Kosh - APIs for Dictionaries

Kosh is an open-source framework developed for creating and maintaining APIs for dictionaries

Overview

Features

Deployment

Input: Data module

A Kosh data module consists of:

  1. Lexical data in XML
  2. Config file in JSON
  3. ‘.kosh’ file
1. Lexical data in XML

You can index any kind of valid XML files. The following entry belongs to the dictionary hiztegibatua :

 <entry id="13">
    <form>
      <orth>abadetasun</orth>
    </form>
    <sense n="1">
      <gramGrp>
        <pos>
          <q>iz.</q>
        </pos>
      </gramGrp>
      <def>monasterioko buruaren kargua eta egitekoa</def>
    </sense>
    <sense n="2">
      <gramGrp>
        <pos>
          <q>iz.</q>
        </pos>
      </gramGrp>
      <def>apaizgoa</def>
      <usg type="geo">
        <q>Bizk.</q>
      </usg>
    </sense>
  </entry>
2. Config file

In a JSON file, information about the XML nodes to be indexed and their subnodes are to be specified in XPath 1.0 notation.

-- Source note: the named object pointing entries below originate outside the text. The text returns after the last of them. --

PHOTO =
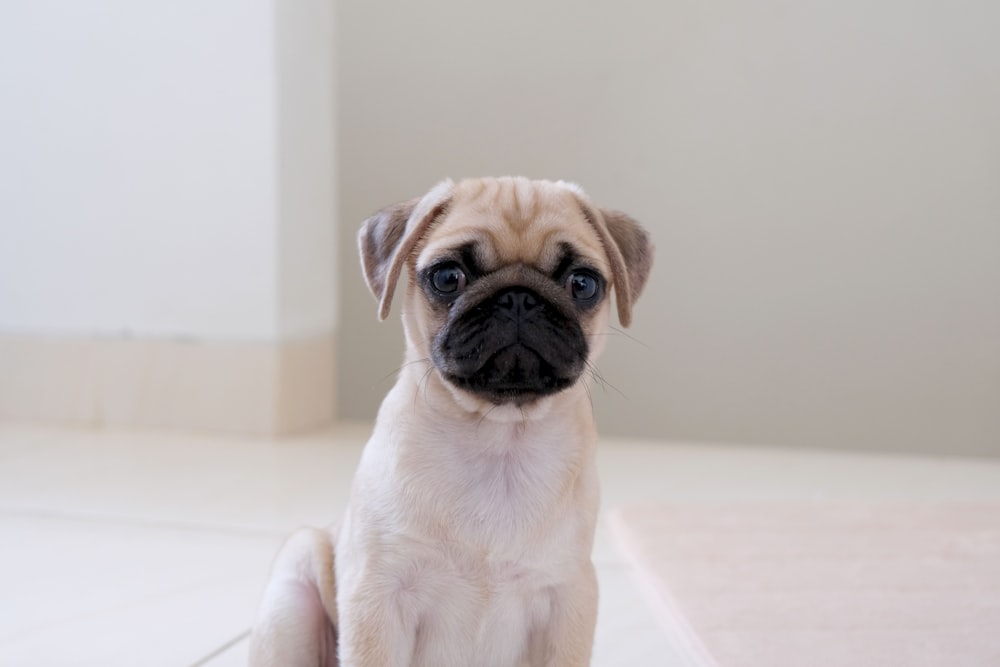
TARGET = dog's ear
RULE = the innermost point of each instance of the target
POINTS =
(387, 238)
(630, 253)
(636, 248)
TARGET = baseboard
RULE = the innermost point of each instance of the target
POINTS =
(258, 388)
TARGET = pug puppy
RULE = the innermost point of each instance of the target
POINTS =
(468, 535)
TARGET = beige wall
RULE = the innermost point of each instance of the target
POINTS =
(822, 180)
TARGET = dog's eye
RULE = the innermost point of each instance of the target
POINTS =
(448, 279)
(582, 286)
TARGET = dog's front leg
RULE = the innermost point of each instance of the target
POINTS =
(374, 632)
(296, 625)
(568, 638)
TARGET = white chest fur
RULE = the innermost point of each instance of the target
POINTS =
(465, 534)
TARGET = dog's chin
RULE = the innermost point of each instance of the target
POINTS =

Elasticsearch indexes arrays of elements natively. In order to inform Kosh and thus elasticsearch if this is the case, in the property “fields”, you must add square braquets to the respective value, e.g. “[sense_def]”.

If you want to save the strings ‘as they are’, i.e. without preprocessing, use "type":"keyword".

If you want to avoid saving strings with punctuation, i.e. let them be analyze by elasticsearch, use"type":"text".

If your dictionary does not have IDs for the entries, Kosh creates them automatically.

Per default the whole entry is indexed. In this process the XML tags are not analyzed, i.e. you can not search for them.

{
  "mappings": {
    "_meta": {
      "_xpaths": {
        "id": "./@id",
        "root": "//entry",
        "fields": {
          "lemma": "./form/orth",
          "[sense_def]": "./sense/def",
          "[sense_pos]": "./sense/gramGrp/pos/q",
          "[dicteg]": "./sense/dicteg/q"
        }
      }
    },
    "properties": {
      "lemma": {
        "type": "keyword"
      },
      "sense_def": {
        "type": "text"
      },
      "sense_pos": {
        "type": "text"
      },
      "dicteg": {
        "type": "text"
      }
    }
  }
}

Configuration file (hiztegibatua_mapping.json) for
the hiztegibatua dictionary.

3. ‘.kosh’ file

You need create a ‘.kosh’ file, on each data module for informing Kosh about:

The following is the ‘.kosh’ file for hiztegibatua

[hiztegibatua]
files: ["hiztegibatua.xml"]
schema: hiztegibatua_mapping.json

If your dictionary is split into multiple files, you can only need to separate them between commas:

[de_alcedo]
files: ["alcedo-1.tei", "alcedo-2.tei", "alcedo-3.tei", "alcedo-4.tei", "alcedo-5.tei"]
schema: de_alcedo_mapping.json

Running Kosh

Kosh can be deployed natively on Unix-systems or via Docker.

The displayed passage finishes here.